The Wei-Chung Wang Dilemma | Disciples of Uecker

Disciples of Uecker

We'd like to go to the Playoffs, that would be cool.

Monday night was the latest installment in the Brewers’ ongoing Wei-Chung Wang story. It also may–and should–have been the final straw.

The 22-year-old Taiwanese left hander gave up five runs and recorded only two outs in the eighth inning. Making only his sixth appearance of the season in the team’s 45th game, Wang gave up two home runs and consecutive RBI singles with two outs before enough was enough and he was relieved by first baseman Lyle Overbay.

Unlike Wang’s previous outings, this one came in the midst of a close game. The Brewers trailed 4-3 after a Ryan Braun homer in the top half of the eighth, most likely set up to get Kimbrel’d in the ninth. The timing is something to note, as it comes two days after Tom Haudricourt of the Journal-Sentinel reported this quote by Doug Melvin. 

“Our games are so close, we haven’t been able to get him in there,” he said. “I don’t think you should be afraid to pitch him in some close games. I talked to (manager) Ron (Roenicke) about it. I told him we’re going to do everything we can to keep him.”

The move by Roenicke was understandable given the quote from his boss from just this past weekend.

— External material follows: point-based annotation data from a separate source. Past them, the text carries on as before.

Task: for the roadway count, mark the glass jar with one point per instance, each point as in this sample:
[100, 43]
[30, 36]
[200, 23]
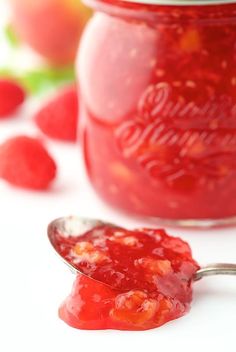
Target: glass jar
[158, 96]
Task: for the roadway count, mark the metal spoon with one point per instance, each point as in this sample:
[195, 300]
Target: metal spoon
[76, 226]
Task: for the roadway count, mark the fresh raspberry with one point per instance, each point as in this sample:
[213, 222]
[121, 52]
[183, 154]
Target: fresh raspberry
[58, 118]
[24, 162]
[12, 96]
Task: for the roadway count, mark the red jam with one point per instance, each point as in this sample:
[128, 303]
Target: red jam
[158, 85]
[144, 278]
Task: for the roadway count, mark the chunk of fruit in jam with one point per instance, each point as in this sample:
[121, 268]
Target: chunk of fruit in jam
[143, 278]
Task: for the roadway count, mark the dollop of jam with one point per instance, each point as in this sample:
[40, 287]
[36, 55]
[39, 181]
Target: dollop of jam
[130, 280]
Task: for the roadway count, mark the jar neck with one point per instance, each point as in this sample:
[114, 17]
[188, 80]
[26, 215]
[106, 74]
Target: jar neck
[167, 11]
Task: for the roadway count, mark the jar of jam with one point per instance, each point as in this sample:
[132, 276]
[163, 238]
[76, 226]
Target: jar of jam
[158, 90]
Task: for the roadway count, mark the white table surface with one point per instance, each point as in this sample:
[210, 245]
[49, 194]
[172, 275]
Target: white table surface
[34, 282]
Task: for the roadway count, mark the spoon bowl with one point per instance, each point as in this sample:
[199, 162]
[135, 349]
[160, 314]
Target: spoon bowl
[73, 226]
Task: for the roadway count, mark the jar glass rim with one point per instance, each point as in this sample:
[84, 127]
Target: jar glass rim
[182, 2]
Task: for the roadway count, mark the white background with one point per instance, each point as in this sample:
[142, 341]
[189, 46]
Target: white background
[34, 282]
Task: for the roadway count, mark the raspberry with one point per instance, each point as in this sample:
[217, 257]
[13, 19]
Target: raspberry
[24, 162]
[58, 118]
[11, 97]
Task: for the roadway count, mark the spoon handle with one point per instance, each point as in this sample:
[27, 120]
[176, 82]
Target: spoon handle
[215, 269]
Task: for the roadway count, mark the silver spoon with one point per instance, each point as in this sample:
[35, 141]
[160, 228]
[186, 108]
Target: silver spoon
[75, 226]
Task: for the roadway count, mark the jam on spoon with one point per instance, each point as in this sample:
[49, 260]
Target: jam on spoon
[126, 280]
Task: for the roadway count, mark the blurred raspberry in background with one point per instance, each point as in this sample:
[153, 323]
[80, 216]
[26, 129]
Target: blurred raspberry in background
[51, 27]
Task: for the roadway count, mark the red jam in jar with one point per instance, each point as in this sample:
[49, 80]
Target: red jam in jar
[158, 89]
[143, 278]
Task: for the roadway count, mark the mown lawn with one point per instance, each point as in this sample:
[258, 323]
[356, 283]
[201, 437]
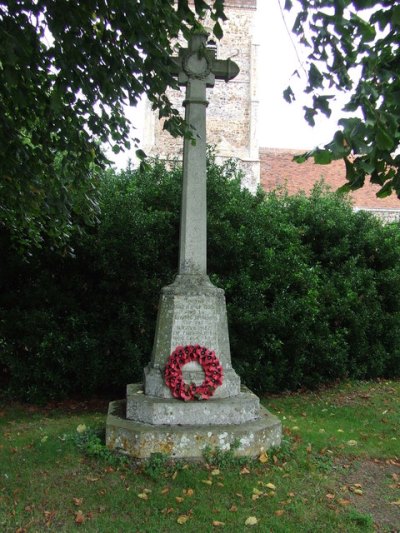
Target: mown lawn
[338, 470]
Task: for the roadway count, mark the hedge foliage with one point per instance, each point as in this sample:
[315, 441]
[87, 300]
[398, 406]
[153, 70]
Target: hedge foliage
[312, 289]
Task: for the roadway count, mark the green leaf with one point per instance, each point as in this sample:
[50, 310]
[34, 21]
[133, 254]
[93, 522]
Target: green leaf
[140, 154]
[200, 6]
[383, 140]
[322, 157]
[217, 30]
[288, 95]
[315, 77]
[396, 16]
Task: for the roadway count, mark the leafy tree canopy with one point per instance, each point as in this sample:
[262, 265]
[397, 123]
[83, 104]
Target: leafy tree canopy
[354, 46]
[67, 67]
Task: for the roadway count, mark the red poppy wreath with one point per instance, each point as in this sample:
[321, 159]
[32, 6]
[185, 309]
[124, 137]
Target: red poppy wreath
[212, 369]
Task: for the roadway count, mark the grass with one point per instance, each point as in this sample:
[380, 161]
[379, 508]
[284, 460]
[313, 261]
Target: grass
[53, 478]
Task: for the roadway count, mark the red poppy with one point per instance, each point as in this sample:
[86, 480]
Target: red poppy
[212, 369]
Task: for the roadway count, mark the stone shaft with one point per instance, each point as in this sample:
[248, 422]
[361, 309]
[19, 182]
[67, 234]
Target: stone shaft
[193, 236]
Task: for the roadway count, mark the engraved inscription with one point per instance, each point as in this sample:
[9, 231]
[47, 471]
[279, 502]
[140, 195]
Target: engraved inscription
[195, 322]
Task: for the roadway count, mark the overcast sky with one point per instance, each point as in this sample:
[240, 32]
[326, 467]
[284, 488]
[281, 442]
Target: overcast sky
[281, 125]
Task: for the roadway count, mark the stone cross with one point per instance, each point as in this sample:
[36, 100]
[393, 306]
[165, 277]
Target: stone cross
[196, 68]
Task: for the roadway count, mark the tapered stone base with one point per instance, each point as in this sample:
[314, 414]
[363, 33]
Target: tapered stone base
[160, 411]
[140, 440]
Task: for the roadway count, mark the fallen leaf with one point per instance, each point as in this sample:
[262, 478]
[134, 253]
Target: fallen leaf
[251, 521]
[168, 510]
[263, 458]
[92, 479]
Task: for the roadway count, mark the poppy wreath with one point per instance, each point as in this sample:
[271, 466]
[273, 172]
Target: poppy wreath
[212, 369]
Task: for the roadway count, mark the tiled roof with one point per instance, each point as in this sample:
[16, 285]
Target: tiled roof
[278, 169]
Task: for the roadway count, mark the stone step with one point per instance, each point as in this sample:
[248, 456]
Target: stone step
[189, 442]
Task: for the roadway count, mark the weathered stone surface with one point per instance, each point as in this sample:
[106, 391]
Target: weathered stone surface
[141, 440]
[191, 311]
[233, 112]
[152, 410]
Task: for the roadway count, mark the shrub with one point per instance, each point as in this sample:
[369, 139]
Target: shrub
[312, 289]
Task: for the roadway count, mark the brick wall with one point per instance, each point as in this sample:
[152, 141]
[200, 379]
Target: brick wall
[232, 110]
[279, 170]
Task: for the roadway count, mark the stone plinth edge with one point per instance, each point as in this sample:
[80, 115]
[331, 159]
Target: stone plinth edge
[188, 442]
[216, 411]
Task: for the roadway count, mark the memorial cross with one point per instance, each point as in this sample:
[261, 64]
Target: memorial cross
[196, 68]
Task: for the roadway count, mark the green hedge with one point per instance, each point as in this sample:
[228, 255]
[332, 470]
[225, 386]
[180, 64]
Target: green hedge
[312, 288]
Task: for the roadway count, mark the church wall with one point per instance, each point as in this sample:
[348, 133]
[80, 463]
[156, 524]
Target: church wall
[232, 110]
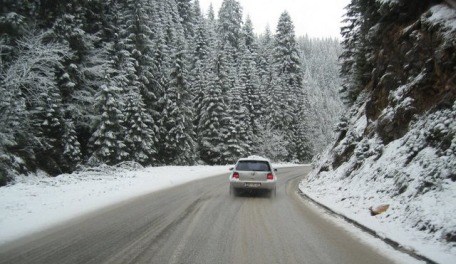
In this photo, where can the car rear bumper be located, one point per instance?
(260, 185)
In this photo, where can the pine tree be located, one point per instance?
(236, 132)
(210, 125)
(140, 134)
(71, 147)
(108, 141)
(289, 97)
(178, 145)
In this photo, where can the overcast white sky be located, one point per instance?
(317, 18)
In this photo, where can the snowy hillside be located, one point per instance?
(397, 144)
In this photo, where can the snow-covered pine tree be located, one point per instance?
(178, 146)
(248, 74)
(199, 55)
(139, 126)
(72, 155)
(266, 73)
(107, 143)
(210, 124)
(236, 132)
(187, 15)
(288, 95)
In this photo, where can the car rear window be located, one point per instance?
(252, 165)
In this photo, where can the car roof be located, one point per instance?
(254, 157)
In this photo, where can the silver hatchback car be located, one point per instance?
(253, 173)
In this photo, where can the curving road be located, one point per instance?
(199, 223)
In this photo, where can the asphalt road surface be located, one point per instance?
(199, 223)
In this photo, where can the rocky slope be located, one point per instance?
(397, 143)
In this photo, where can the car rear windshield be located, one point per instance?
(252, 165)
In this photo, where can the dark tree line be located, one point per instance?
(153, 81)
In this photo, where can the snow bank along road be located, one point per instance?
(200, 223)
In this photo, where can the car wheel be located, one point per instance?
(273, 193)
(232, 191)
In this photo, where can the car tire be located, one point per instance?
(273, 193)
(232, 191)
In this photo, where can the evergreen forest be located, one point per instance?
(157, 82)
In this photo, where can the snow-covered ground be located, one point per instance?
(38, 202)
(410, 175)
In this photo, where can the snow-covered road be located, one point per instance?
(38, 202)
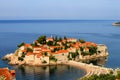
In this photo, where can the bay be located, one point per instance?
(98, 31)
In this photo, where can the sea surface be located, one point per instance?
(13, 32)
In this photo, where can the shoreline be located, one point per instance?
(89, 68)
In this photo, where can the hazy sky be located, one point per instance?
(60, 9)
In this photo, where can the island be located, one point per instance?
(62, 50)
(116, 24)
(55, 50)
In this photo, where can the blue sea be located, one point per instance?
(13, 32)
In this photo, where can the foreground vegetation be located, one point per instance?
(110, 76)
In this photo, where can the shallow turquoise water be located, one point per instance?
(101, 32)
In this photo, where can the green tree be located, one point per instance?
(42, 39)
(20, 58)
(50, 43)
(29, 50)
(118, 75)
(81, 41)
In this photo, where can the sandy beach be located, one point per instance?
(90, 69)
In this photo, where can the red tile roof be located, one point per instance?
(29, 53)
(61, 51)
(38, 55)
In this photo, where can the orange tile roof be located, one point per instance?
(38, 55)
(61, 51)
(5, 72)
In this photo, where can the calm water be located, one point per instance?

Melvin, seeing him as a regular roster asset, wanted to use Wang in a close game. Trailing by one and facing Craig Kimbrel in the next half-inning, it was a chance for Roenicke to fulfill Melvin’s request and pitch Wang. Had he pitched a scoreless inning, it wasn’t all too likely the Brewers would have scratched a run across. If he got roughed up, it was unlikely that those runs would have mattered post-Kimbrel.

Ron Roenicke’s approach to the “WCW” situation? But it may have signified the end of the Wei-Chung Wang experiment for the Brewers.

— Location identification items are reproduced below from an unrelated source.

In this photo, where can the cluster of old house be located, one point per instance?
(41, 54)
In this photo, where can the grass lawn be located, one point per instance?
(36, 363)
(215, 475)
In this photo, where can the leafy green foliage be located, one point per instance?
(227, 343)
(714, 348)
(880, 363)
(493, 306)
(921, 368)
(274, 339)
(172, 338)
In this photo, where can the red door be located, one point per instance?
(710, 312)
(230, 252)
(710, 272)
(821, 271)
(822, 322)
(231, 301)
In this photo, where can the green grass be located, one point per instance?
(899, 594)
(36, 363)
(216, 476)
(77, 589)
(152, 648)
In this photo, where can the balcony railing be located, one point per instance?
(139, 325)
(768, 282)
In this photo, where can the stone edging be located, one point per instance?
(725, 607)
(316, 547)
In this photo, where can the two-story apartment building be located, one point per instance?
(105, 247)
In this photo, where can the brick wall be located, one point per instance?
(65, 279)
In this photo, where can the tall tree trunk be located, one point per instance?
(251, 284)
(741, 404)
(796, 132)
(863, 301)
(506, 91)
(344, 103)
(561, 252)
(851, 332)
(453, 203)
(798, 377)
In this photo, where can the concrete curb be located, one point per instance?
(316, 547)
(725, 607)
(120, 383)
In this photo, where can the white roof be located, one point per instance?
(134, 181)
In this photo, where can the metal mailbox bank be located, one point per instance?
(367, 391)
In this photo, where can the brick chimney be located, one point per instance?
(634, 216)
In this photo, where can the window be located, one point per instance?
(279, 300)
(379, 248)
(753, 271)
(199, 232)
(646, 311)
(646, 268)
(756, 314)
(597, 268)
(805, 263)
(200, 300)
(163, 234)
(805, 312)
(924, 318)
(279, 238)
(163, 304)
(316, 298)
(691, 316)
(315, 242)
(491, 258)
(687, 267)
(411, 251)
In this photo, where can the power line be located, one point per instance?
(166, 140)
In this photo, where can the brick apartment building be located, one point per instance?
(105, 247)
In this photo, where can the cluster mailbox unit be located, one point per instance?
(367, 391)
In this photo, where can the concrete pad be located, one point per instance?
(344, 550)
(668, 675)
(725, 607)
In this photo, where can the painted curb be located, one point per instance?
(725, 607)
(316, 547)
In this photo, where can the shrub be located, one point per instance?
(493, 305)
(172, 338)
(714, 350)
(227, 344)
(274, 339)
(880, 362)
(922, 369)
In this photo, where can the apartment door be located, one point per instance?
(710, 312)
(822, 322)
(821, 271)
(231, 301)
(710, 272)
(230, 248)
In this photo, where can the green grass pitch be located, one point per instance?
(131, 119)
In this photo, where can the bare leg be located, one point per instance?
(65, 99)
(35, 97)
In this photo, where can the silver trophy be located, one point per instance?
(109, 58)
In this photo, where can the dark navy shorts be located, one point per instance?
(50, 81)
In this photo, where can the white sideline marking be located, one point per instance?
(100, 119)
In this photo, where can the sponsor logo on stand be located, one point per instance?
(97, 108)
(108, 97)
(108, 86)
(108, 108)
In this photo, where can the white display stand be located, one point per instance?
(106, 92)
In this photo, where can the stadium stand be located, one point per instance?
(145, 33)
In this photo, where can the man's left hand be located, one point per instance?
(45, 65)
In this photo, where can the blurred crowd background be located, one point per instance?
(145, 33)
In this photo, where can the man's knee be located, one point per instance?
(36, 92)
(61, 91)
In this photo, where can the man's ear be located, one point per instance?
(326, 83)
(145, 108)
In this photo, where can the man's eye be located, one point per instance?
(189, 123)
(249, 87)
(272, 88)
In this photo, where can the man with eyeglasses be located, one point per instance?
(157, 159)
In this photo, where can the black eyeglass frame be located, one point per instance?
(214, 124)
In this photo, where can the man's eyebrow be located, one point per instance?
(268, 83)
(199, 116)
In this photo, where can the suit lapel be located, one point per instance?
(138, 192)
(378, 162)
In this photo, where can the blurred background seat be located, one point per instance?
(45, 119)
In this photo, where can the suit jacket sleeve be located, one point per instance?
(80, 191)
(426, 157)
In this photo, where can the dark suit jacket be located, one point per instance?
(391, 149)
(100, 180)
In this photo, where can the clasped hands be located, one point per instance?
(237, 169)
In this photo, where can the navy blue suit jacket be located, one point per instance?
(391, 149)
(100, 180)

A Rule Five draft pick this off-season, the Brewers have to keep Wang on their 25-man roster all season, otherwise his rights will be returned to Pittsburgh, the team that originally drafted him. At 22, the Brewers saw enough potential this spring that they felt he was worth the risk this season.

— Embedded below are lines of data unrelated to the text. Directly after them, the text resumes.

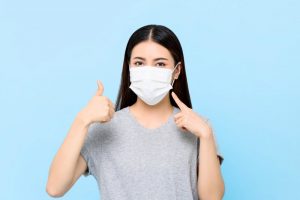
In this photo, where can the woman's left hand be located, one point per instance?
(188, 120)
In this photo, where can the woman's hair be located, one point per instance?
(165, 37)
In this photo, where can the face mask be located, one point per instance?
(151, 84)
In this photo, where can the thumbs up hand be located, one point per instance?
(188, 120)
(99, 108)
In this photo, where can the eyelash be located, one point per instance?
(135, 63)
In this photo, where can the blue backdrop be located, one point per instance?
(242, 62)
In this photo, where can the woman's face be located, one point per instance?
(153, 54)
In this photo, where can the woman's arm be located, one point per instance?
(67, 165)
(210, 182)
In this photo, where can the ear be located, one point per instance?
(177, 70)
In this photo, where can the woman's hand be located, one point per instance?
(187, 119)
(98, 109)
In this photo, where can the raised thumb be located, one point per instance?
(100, 88)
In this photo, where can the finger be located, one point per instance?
(180, 114)
(180, 124)
(100, 88)
(180, 104)
(111, 112)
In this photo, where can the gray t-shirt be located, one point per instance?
(132, 162)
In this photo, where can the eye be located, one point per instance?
(161, 64)
(138, 63)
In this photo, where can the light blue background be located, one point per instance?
(242, 62)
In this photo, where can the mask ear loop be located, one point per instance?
(172, 73)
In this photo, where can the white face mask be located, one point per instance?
(151, 84)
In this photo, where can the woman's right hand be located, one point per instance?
(99, 108)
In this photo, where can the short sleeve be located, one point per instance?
(87, 149)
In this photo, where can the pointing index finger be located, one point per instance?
(180, 104)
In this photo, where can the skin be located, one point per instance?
(68, 165)
(210, 182)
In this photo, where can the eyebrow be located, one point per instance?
(153, 59)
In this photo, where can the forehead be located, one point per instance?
(150, 50)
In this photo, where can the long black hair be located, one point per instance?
(165, 37)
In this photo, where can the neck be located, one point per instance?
(164, 106)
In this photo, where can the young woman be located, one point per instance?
(151, 144)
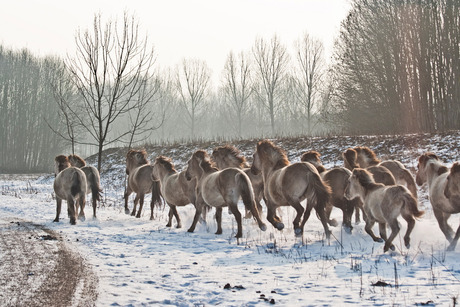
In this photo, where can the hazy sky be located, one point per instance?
(202, 29)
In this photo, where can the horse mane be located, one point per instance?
(77, 161)
(312, 156)
(139, 155)
(166, 163)
(369, 153)
(365, 179)
(206, 164)
(234, 153)
(350, 156)
(62, 161)
(455, 168)
(276, 155)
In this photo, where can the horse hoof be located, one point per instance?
(333, 223)
(298, 232)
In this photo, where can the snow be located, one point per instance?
(141, 262)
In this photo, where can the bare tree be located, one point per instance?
(307, 79)
(110, 70)
(237, 85)
(192, 81)
(271, 59)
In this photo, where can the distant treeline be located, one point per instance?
(395, 69)
(26, 99)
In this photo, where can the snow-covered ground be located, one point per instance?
(141, 262)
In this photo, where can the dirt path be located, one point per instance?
(38, 268)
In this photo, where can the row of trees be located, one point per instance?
(395, 69)
(398, 66)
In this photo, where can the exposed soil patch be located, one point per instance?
(37, 268)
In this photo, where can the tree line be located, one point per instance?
(395, 69)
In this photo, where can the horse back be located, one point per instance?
(70, 183)
(140, 180)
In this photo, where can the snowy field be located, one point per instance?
(141, 262)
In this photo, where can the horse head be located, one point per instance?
(61, 162)
(452, 189)
(135, 158)
(76, 161)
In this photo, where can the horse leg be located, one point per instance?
(71, 210)
(58, 209)
(219, 220)
(239, 224)
(322, 218)
(347, 214)
(452, 244)
(126, 196)
(136, 201)
(94, 200)
(176, 215)
(273, 218)
(328, 210)
(368, 228)
(199, 204)
(82, 202)
(141, 205)
(442, 218)
(394, 231)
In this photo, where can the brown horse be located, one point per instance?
(229, 156)
(444, 191)
(70, 185)
(337, 179)
(93, 180)
(288, 184)
(175, 188)
(364, 157)
(220, 189)
(383, 204)
(141, 181)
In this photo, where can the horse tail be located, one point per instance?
(157, 197)
(75, 187)
(409, 201)
(409, 179)
(246, 190)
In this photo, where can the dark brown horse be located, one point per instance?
(364, 157)
(444, 192)
(288, 184)
(221, 189)
(383, 204)
(93, 180)
(229, 156)
(70, 185)
(141, 181)
(175, 188)
(337, 179)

Last season, that wouldn’t have been an issue. Milwaukee was effectively out of postseason contention midway through May. This season? Different story. It’s much harder to use a roster spot on a rarely-used pitcher that should be developing in A-ball.

The thing is, reading Melvin’s quote to Haudricourt, that isn’t how the Brewers GM is viewing Wang.

 “We look at him as a player who would be a high draft pick (if in the draft last year or this year) and they aren’t easy to find,” said Melvin. “We’re doing everything we can to keep him.
 
“I don’t see where he’s hurting the ballclub. He’s no different than any 12th or 13th pitcher on a team.”

Wang may very well have been, theoretically, a high pick in this year’s draft. Even if that was the case, though, he would still be a a pitcher with A-ball command and a lot of development to do. Using a roster spot on a player who is effectively worth half a loss through 7.2 innings on a first-place team is not the best way to formulate 25 players that will make the playoffs.

If Melvin doesn’t see where Wang is hurting the ballclub, I’ll be willing to offer some insight.

Possibly three years from now, Wei-Chung Wang would be a valuable piece in the bullpen (or even as a starter). To get there, however, it would take plenty of development. It would be great if the Brewers could stash him in the farm system and treat him as a high draft pick–but they can’t. At this point, their options are to use a roster spot on him as he continues to negatively affect them when in the game and not in the game (by shortening the bullpen by an entire player) or designate him for assignment and effectively return him to the Pirates.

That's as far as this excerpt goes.